Y nada evitaría que ocuerriera de esa manera. Jumoke disfrutaría de tres breves años de reinado, hasta ese momento que Fenuku miraba el desierto encandilado por la luna. Debajo de su terraza un puñado de escribas corrían de un lado a otro cargando papiros, insospechados, haciendo crónica de la muerte del antiguo faraón. Jumoke había cultivado muchos enemigos, pero ninguno como su hermano. Fenuku miraba la copa de vino sobre la mesa y con una torpe mezcla de tristeza, alegría, arrepentimiento, elocuencia y pasividad hacía cuentas de cómo los últimos sorbos de vino de Jumoke, cándido y unánime, se los había aceptado a él. Entonces nadie creería que Fenuku, aquella misma tarde, había despedido a los guardias y se había sentado en los aposentos de Jumoke, con una sonrisa cálida, esperándolo pacientemente en el comedor, y que luego lo invitaría a sentarse junto a él con gran ánimo y le ofrecería una copa de vino que la luz del ocaso aclaraba tenuemente mientras una lanceolada piedra se clavaba en la nuca de Jumoke.
Fenuku se dirige a la mesa y toma la copa de vino y tras un gran trago se la termina.
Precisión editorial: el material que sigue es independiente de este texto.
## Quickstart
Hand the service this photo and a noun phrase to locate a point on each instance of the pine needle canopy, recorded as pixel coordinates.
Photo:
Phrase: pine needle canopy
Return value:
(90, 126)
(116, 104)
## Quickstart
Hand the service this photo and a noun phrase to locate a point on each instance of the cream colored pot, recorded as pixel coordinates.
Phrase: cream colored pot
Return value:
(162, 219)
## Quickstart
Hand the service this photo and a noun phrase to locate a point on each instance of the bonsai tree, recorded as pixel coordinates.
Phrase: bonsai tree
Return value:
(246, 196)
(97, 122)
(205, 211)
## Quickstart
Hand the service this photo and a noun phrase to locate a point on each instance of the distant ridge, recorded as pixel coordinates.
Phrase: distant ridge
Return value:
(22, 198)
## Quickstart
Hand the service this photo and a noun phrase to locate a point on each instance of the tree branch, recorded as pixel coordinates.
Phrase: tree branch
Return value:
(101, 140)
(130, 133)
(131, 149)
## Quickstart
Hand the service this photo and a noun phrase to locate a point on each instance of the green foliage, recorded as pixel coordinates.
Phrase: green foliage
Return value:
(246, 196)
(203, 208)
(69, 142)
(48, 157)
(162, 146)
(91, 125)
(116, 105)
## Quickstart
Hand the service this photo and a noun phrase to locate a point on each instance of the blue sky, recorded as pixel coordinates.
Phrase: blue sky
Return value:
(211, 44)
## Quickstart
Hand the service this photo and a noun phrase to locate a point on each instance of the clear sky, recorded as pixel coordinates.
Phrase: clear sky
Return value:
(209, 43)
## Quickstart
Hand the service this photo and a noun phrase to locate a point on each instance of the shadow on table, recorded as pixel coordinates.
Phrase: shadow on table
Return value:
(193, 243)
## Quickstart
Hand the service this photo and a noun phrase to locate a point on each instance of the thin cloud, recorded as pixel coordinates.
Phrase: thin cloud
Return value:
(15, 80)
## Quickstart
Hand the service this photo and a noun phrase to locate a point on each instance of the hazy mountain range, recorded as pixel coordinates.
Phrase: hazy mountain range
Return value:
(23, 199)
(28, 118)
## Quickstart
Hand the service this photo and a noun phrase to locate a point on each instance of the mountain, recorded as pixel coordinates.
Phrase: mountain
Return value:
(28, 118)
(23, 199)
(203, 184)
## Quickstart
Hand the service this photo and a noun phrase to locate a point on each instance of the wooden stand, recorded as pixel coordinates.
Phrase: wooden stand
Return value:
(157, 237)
Sale a la terraza y comprueba que aquella noche que parecía día comenzaba a ennegrecerse y que todo aquello que había orquestado no sería en vano cuando amaneciera. Se acostó junto a su esposa, magnánimo, con la seguridad de que él, su esposa y por supuesto, su hijo, pasearían por el palacio en unas horas.
Ya para el amanecer, su esposa, dejando caer las manos, pararía de sostener la boca que había estado cubriendo al final de la noche y lavaría la sangre, espuma y vino que brotó de la boca de Fenuku. Se toma el estómago, manchándolo un poco, y sin asombro observa, a través de la terraza, el sol que irradia el reino que el hijo legítimo de Jumoke heredaría. Nadie creería que Fenuku había esperado a su hermano toda una hora en el comedor y que una filosa roca ensangrentada, que dejó sin padre a un niño no nacido, estará hundiéndose en alguna duna del desierto.
[1] Recipientes en los que se colocaban los órganos extraídos de un cadáver para su embalsamamiento.